4 Simple Shortcuts to Make Up After a Fight

Fights happen in every relationship, but what matters most is how you repair afterward. These strategies can help you reconnect, reduce tension, and strengthen your bond.

1. Take a Break

When emotions run high, your fight-or-flight response is triggered. Step away for at least 30 minutes to calm down and regain clarity. Let your partner know it’s a short reset, not a punishment.

2. Apologize for Your Part

Address both the original issue and any hurt caused by the intensity of the fight. A sincere apology demonstrates your commitment to understanding and repairing the relationship, even if you still feel you were right.

3. Revisit the Argument

After cooling down, revisit the discussion using the speaker-listener method: one person speaks while the other paraphrases. Focus on understanding, not defending, to stay calm, clear, and on topic.
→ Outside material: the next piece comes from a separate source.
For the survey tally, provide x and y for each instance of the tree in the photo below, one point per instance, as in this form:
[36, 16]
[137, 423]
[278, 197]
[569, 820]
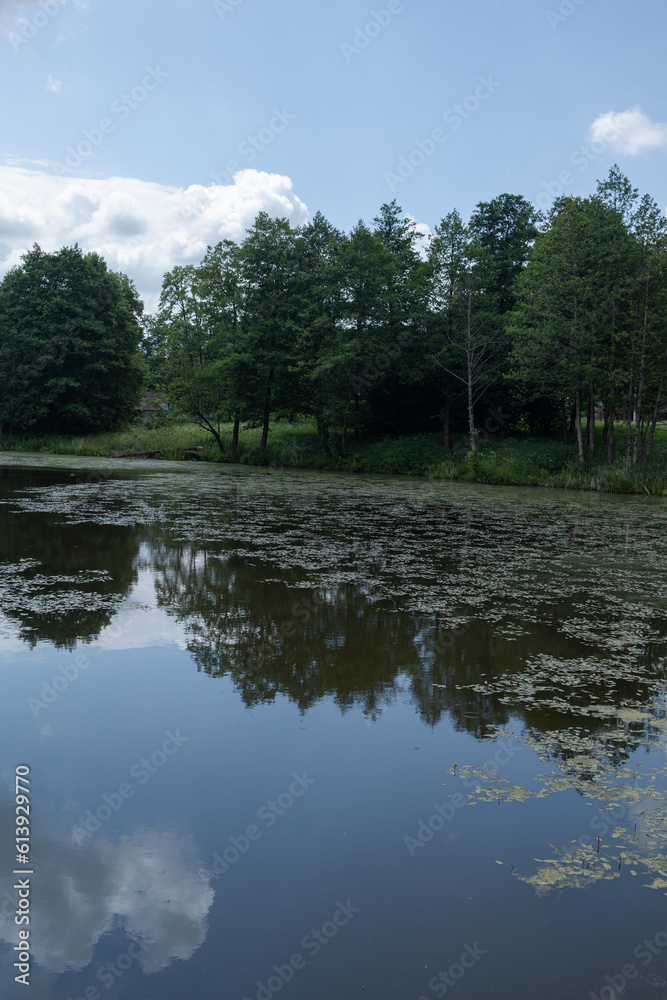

4. Enjoy a Palate Cleanser

Do something together you both enjoy: go on a walk, share a meal, watch a movie, or cuddle. Small gestures help shift tension and remind you that you’re on the same team.

How Therapy Can Help

Conflict is normal, but recurring fights can harm your connection. Through relationship therapy, psychodynamic therapy, and attachment-based approaches in New York, couples can learn healthier ways to manage conflict, repair rifts, and build more secure, fulfilling relationships.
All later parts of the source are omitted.